I was ten and Faith eight when Charity died, but I still remember every detail of that day. It was sunny but windy on the beach along Lake Michigan, an area known for big sand dunes. There was the popular part of the beach, with a boardwalk and tourists and ice cream shops, and then there was the quiet part, much farther up toward the trees and state park that bordered this stretch. Dad preferred the quieter spot, even though there was no lifeguard. Sometimes other people were up there, and sometimes it felt like our own little beach.
Faith, Charity, and I would spend hours building sandcastles, all of them with moats that we’d fill with water carried in buckets from the lake. But the sand would soak up the water so quickly we were constantly sending poor little Charity back down to the water’s edge for more buckets. She was our water runner. Faith and I were the architects of the elaborate castles we were creating, adding twigs and rocks for decorations. Lake Michigan had no true seashells, only tiny ones for snails and black ones for mussels. But there were plenty of smooth gray rocks, and if we ever found sea glass we thought we’d hit the jackpot.
I can still see little Charity, her swim diaper bulging under apurple one-piece, struggling with the weight of the red plastic bucket in her hand. She wanted to please her sisters, I could tell that even at my age, and we used it to our advantage, sending her back and forth so many times her tiny feet wore a rut into the sand.

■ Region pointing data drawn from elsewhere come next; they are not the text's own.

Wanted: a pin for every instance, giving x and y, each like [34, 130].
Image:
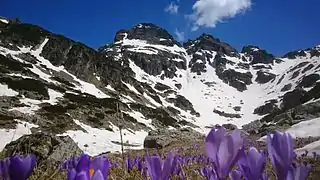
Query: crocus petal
[98, 176]
[84, 163]
[102, 164]
[213, 141]
[281, 152]
[21, 167]
[235, 175]
[229, 152]
[72, 174]
[82, 175]
[154, 164]
[252, 164]
[167, 167]
[299, 173]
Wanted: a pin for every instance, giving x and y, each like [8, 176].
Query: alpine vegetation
[227, 156]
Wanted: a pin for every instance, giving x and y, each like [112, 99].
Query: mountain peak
[208, 42]
[148, 32]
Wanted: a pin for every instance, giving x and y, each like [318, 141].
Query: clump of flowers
[226, 157]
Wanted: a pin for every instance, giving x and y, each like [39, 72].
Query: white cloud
[207, 13]
[180, 35]
[172, 8]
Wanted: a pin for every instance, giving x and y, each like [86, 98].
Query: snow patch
[100, 140]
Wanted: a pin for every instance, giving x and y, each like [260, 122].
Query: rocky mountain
[145, 82]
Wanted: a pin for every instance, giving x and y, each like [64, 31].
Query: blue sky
[275, 25]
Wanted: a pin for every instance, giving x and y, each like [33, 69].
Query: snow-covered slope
[66, 88]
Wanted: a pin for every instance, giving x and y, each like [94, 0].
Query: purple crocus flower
[252, 164]
[70, 164]
[101, 164]
[81, 171]
[159, 170]
[224, 150]
[130, 164]
[235, 175]
[4, 165]
[300, 172]
[208, 173]
[21, 167]
[281, 152]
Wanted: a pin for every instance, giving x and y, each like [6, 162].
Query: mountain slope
[63, 87]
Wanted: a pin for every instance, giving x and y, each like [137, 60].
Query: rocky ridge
[148, 84]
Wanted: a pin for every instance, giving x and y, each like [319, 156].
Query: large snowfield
[204, 98]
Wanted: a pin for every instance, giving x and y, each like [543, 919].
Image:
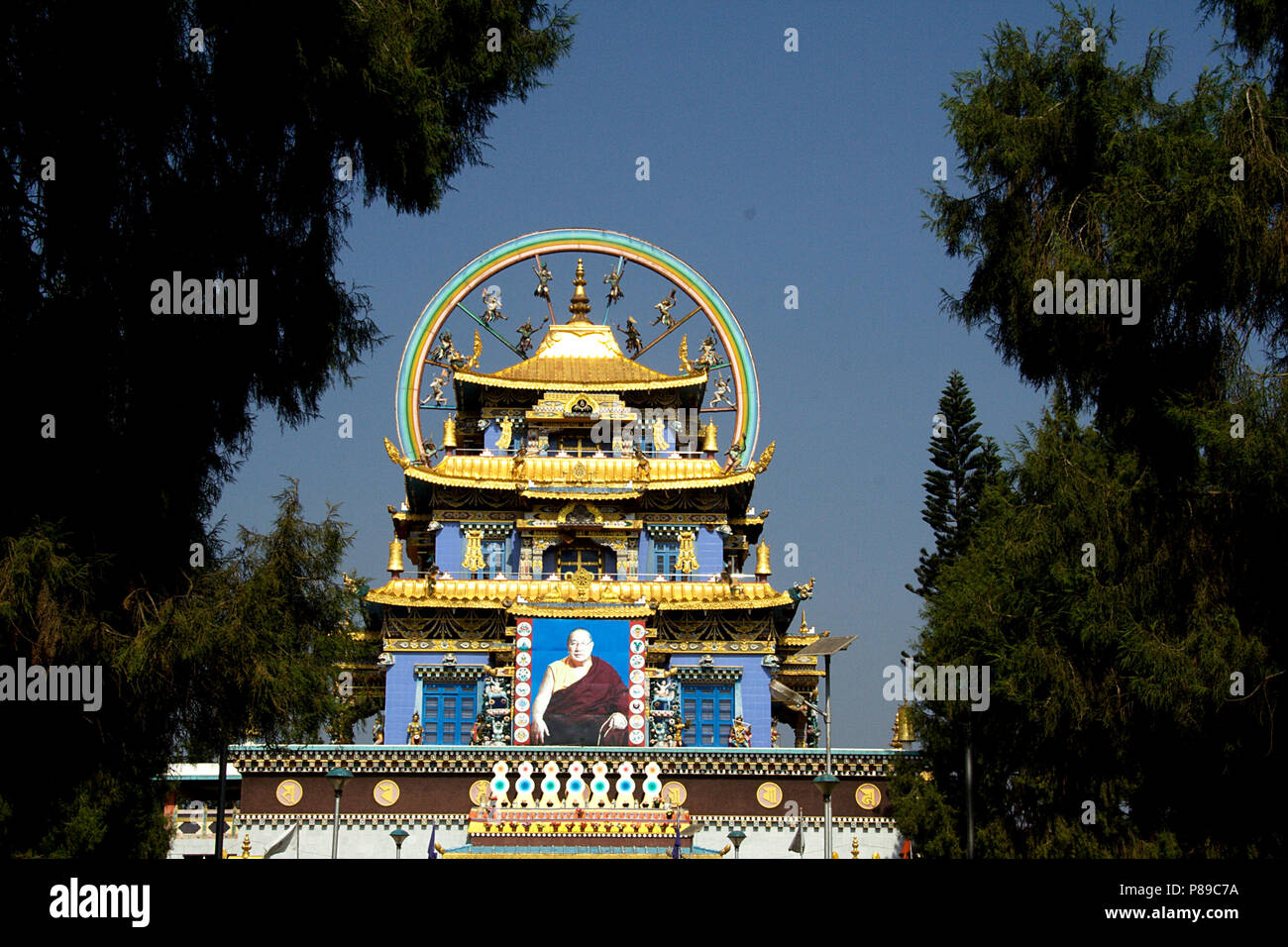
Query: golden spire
[580, 303]
[709, 442]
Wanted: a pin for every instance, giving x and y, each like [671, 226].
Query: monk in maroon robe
[581, 701]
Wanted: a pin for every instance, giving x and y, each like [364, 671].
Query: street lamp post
[399, 836]
[825, 783]
[338, 777]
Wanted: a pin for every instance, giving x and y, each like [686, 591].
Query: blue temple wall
[708, 547]
[449, 551]
[752, 693]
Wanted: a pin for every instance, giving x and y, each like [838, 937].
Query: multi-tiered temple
[580, 486]
[580, 628]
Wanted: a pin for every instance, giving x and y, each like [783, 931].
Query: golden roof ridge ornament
[580, 303]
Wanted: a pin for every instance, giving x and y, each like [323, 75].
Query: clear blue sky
[767, 169]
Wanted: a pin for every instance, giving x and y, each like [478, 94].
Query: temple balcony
[610, 475]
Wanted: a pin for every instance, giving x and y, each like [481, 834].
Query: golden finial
[395, 566]
[905, 732]
[580, 303]
[395, 457]
[709, 438]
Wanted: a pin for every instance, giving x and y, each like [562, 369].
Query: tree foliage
[964, 463]
[210, 141]
[1076, 165]
[1109, 684]
[1144, 684]
[252, 647]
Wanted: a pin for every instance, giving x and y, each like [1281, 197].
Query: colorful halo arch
[576, 240]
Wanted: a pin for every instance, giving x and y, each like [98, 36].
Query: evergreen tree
[1115, 585]
[964, 463]
[253, 646]
[220, 141]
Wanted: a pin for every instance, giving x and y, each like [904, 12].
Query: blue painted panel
[450, 549]
[708, 547]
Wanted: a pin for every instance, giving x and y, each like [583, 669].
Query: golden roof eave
[583, 355]
[490, 592]
[574, 379]
[563, 475]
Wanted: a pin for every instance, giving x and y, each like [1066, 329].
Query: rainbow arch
[576, 240]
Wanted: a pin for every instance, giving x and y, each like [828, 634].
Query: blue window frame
[447, 711]
[707, 714]
[666, 553]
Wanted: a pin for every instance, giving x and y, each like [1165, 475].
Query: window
[493, 554]
[580, 556]
[449, 709]
[579, 446]
[707, 714]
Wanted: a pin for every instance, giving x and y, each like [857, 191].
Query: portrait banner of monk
[580, 671]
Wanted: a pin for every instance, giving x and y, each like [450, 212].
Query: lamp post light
[399, 836]
[338, 777]
[737, 836]
[825, 783]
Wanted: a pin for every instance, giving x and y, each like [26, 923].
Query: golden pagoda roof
[490, 592]
[580, 476]
[584, 356]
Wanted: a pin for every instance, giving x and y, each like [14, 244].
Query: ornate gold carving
[478, 351]
[385, 792]
[288, 792]
[674, 792]
[473, 560]
[769, 795]
[395, 457]
[581, 581]
[687, 561]
[595, 513]
[868, 796]
[765, 457]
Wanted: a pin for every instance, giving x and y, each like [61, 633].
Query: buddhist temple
[581, 625]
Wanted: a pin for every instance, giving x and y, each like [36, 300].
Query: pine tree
[964, 463]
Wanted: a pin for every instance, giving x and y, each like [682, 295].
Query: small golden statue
[542, 279]
[664, 309]
[739, 733]
[614, 285]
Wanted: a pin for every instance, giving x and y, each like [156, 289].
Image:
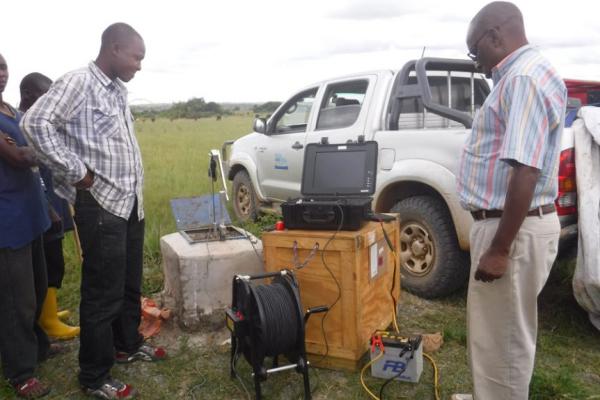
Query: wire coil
[281, 319]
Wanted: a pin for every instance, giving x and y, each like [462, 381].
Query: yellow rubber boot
[49, 319]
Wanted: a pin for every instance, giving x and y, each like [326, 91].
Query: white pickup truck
[419, 117]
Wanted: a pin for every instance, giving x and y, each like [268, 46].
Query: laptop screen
[340, 169]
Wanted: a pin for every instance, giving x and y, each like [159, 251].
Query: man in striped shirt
[508, 180]
[82, 129]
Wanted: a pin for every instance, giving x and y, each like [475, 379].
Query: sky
[263, 50]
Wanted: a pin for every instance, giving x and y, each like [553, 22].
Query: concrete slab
[198, 277]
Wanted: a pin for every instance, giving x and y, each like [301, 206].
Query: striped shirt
[521, 120]
[84, 122]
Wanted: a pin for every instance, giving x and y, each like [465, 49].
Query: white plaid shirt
[83, 122]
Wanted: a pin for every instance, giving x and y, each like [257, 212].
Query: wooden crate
[365, 282]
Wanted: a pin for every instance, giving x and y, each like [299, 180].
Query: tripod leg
[257, 387]
[234, 345]
[307, 394]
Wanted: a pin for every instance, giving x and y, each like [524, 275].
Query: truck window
[341, 104]
[411, 109]
[295, 113]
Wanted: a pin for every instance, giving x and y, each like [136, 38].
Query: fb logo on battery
[395, 366]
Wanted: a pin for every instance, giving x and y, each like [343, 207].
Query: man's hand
[86, 182]
[16, 156]
[492, 265]
[8, 139]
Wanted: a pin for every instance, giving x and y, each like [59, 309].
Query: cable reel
[267, 320]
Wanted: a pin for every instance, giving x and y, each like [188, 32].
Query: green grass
[175, 157]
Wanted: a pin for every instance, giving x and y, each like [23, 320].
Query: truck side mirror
[260, 125]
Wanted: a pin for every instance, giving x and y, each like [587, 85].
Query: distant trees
[198, 108]
[194, 108]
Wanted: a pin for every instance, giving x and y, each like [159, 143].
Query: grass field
[175, 157]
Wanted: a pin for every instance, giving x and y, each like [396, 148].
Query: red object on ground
[152, 317]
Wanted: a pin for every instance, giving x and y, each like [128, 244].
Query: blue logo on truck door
[281, 162]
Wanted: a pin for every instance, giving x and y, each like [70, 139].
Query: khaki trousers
[502, 315]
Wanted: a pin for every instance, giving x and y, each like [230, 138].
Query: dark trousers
[23, 285]
[111, 279]
[55, 262]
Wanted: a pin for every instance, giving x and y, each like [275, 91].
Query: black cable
[239, 378]
[412, 354]
[339, 296]
[389, 242]
[281, 318]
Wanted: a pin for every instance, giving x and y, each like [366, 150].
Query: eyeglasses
[474, 54]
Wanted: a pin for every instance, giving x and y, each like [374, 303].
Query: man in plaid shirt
[82, 129]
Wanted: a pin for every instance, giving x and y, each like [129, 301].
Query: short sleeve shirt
[521, 121]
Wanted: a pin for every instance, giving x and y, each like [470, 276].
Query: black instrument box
[338, 181]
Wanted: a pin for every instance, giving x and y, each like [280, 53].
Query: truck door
[342, 114]
[280, 153]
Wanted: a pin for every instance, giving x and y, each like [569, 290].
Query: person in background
[508, 180]
[32, 87]
[23, 281]
[82, 129]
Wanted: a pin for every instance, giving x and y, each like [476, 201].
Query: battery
[402, 358]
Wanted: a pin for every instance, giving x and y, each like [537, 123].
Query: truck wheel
[244, 198]
[432, 264]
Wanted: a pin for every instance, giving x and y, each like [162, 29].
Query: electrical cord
[339, 295]
[436, 388]
[313, 251]
[362, 373]
[394, 300]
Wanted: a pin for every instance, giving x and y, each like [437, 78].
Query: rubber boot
[49, 319]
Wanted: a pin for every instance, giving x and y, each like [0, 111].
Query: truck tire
[432, 264]
[244, 198]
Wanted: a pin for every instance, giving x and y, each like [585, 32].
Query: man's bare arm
[17, 156]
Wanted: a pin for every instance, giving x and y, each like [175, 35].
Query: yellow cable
[435, 376]
[362, 371]
[394, 305]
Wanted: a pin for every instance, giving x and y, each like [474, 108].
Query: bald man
[32, 87]
[508, 180]
[82, 129]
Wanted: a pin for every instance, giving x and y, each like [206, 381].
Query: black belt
[484, 214]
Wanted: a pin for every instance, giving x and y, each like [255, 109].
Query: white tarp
[586, 280]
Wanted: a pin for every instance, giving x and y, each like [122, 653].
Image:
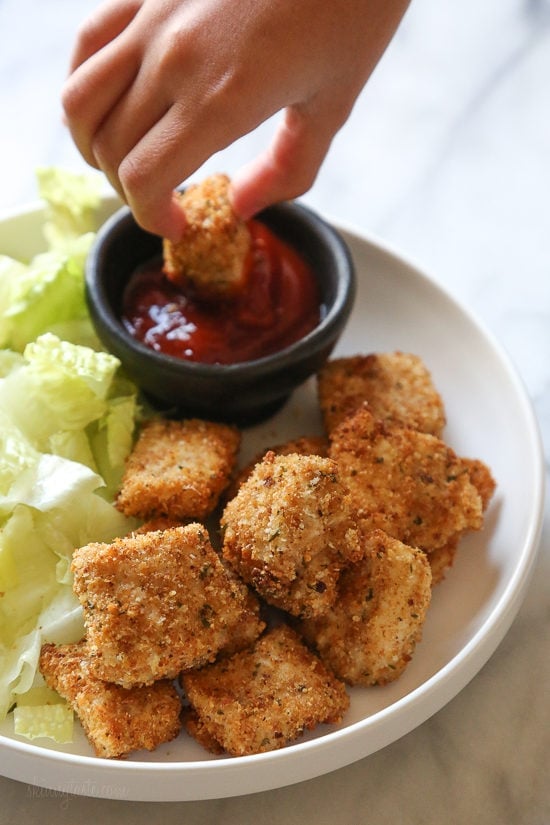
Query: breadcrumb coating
[115, 720]
[442, 559]
[305, 445]
[409, 484]
[178, 469]
[157, 603]
[213, 252]
[396, 386]
[263, 699]
[290, 530]
[369, 635]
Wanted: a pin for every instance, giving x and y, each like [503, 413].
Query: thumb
[289, 166]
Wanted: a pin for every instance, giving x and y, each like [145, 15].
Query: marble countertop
[446, 158]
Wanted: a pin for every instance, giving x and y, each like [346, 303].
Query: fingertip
[167, 221]
[250, 192]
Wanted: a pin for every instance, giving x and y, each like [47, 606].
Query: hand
[158, 86]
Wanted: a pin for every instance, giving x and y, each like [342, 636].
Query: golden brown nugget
[369, 636]
[409, 484]
[482, 479]
[442, 559]
[115, 720]
[178, 469]
[263, 699]
[290, 530]
[305, 445]
[213, 252]
[155, 604]
[396, 386]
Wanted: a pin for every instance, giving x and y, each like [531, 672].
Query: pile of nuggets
[251, 598]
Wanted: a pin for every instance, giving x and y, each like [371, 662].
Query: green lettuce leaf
[47, 293]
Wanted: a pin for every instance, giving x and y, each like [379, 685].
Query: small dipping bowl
[242, 393]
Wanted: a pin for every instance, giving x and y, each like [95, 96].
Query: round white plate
[489, 417]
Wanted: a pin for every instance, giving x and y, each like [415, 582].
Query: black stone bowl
[241, 393]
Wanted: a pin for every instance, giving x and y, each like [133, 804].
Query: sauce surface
[278, 305]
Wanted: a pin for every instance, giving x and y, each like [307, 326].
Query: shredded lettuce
[51, 721]
[67, 417]
[47, 293]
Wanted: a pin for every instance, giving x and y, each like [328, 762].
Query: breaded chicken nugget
[407, 483]
[290, 530]
[213, 252]
[263, 699]
[442, 559]
[115, 720]
[178, 469]
[368, 637]
[155, 604]
[482, 479]
[305, 445]
[396, 386]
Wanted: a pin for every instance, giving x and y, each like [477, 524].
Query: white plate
[489, 417]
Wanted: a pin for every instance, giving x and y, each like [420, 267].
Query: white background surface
[446, 157]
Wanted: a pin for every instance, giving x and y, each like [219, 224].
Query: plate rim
[466, 662]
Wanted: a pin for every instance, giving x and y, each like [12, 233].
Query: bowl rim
[336, 314]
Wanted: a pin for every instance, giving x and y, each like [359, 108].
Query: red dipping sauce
[278, 305]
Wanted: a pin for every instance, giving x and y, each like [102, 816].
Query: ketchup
[278, 305]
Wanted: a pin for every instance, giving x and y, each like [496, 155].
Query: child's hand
[158, 86]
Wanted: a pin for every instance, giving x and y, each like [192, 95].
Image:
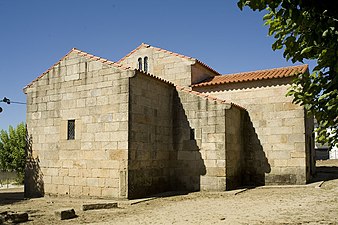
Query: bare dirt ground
[307, 204]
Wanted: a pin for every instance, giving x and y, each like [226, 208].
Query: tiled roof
[254, 75]
[83, 54]
[209, 97]
[143, 45]
[188, 90]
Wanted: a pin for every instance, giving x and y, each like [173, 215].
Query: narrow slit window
[140, 63]
[146, 64]
[192, 134]
[71, 130]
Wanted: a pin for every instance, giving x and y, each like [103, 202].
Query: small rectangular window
[71, 130]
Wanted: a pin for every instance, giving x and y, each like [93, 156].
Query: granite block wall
[276, 149]
[151, 151]
[95, 96]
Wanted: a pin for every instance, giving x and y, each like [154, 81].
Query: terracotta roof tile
[171, 53]
[254, 75]
[83, 54]
[209, 97]
[188, 90]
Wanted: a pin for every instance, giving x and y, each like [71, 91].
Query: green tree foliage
[12, 150]
[308, 30]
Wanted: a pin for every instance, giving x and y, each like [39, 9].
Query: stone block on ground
[109, 205]
[65, 214]
[17, 217]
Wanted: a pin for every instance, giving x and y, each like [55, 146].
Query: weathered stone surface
[94, 206]
[18, 217]
[65, 214]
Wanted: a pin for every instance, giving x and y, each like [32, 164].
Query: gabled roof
[254, 75]
[83, 54]
[143, 45]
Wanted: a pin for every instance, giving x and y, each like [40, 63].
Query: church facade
[159, 121]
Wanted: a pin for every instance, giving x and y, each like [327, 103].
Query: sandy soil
[307, 204]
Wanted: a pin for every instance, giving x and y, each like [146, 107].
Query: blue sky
[36, 34]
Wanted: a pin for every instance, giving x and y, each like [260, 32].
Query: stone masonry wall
[200, 140]
[169, 66]
[275, 140]
[162, 64]
[95, 95]
[150, 136]
[235, 119]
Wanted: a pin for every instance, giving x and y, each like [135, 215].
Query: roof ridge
[254, 75]
[81, 53]
[169, 52]
[263, 70]
[206, 96]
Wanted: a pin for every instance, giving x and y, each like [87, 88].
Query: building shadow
[188, 165]
[325, 173]
[164, 156]
[10, 196]
[34, 185]
[256, 164]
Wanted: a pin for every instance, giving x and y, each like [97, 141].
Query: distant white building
[323, 151]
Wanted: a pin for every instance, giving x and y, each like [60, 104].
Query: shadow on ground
[11, 196]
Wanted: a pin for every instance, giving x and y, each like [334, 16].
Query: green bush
[12, 150]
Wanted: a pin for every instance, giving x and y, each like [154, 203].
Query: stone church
[159, 121]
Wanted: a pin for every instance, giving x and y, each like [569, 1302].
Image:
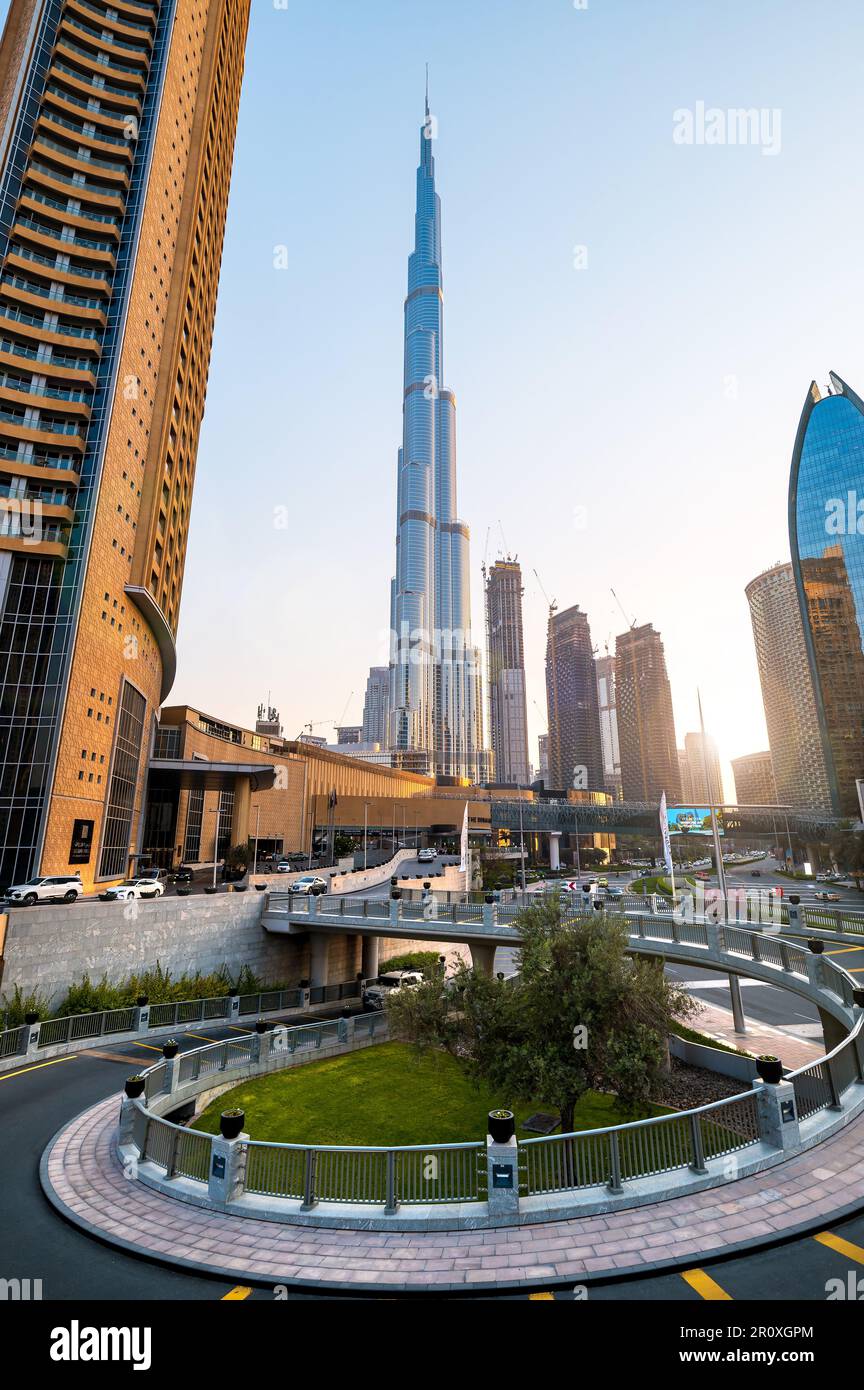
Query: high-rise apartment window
[124, 779]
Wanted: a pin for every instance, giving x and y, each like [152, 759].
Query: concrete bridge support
[318, 950]
[370, 957]
[482, 957]
[738, 1008]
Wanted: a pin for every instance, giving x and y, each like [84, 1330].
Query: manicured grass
[385, 1094]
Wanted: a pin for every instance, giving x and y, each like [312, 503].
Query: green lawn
[384, 1094]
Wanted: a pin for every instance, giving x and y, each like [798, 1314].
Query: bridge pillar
[738, 1009]
[834, 1032]
[370, 958]
[482, 957]
[318, 947]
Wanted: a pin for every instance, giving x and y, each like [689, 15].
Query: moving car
[57, 888]
[310, 883]
[377, 991]
[134, 888]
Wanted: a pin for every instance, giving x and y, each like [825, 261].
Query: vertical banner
[464, 844]
[664, 831]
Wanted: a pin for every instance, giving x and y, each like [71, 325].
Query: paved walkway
[84, 1179]
[760, 1039]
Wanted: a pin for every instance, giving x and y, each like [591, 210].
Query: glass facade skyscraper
[827, 537]
[435, 708]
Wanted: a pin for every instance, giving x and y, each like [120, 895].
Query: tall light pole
[216, 844]
[257, 829]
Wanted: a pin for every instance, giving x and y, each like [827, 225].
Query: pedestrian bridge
[739, 950]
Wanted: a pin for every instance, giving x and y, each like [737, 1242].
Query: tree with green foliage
[581, 1016]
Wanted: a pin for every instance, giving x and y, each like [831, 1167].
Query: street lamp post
[216, 845]
[257, 829]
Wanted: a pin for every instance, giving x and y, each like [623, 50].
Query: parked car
[134, 888]
[377, 991]
[310, 883]
[57, 888]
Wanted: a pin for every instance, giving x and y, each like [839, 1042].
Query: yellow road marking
[704, 1286]
[36, 1068]
[843, 1247]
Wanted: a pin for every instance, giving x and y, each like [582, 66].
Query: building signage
[82, 843]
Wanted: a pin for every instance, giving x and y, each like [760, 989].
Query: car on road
[377, 991]
[131, 888]
[56, 888]
[310, 884]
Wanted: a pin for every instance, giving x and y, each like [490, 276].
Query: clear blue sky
[659, 388]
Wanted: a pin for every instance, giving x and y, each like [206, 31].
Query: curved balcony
[42, 469]
[128, 50]
[61, 335]
[70, 159]
[122, 24]
[125, 97]
[97, 193]
[104, 141]
[27, 292]
[72, 52]
[68, 434]
[36, 202]
[78, 277]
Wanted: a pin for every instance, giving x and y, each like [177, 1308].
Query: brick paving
[82, 1175]
[717, 1023]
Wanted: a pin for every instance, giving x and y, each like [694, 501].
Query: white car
[57, 888]
[134, 888]
[310, 883]
[377, 991]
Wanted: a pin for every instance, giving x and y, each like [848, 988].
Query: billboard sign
[692, 820]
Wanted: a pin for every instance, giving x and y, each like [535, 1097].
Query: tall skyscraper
[375, 706]
[609, 724]
[702, 776]
[788, 690]
[827, 537]
[506, 673]
[435, 705]
[646, 723]
[117, 135]
[754, 783]
[575, 748]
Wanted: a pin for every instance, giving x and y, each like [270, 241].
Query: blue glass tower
[435, 708]
[827, 537]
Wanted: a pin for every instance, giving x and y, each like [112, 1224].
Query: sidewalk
[85, 1183]
[760, 1037]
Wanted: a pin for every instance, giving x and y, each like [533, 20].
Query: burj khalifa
[435, 709]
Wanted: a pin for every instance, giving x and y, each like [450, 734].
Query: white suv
[377, 991]
[59, 888]
[134, 888]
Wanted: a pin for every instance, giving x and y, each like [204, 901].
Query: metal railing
[643, 1148]
[78, 1027]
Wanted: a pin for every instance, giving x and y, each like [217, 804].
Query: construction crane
[631, 624]
[553, 603]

Mom and Dad sat in lawn chairs back by our towels, Mom with a floppy sun hat and Dad with dark sunglasses. They even held hands at one point. I remember that clearly because it was so unusual. I never saw them have any kind of affection for each other before or after that, in public or in the privacy of our home. This was before the “disobey box” came to be, before Dad’s neat-freakiness soared to a manic level, before Faith brought home the rain gauge. This was when Dad was still not the happiest person, still going to the shooting range most weekends, still on us about our grades and about keeping the house clean, but before his rage hit new heights.
Thinking back, those few hours on the beach before the incident might have been the happiest we ever were as a family.
And then Faith and I had to ruin it. Well, one of us more than the other.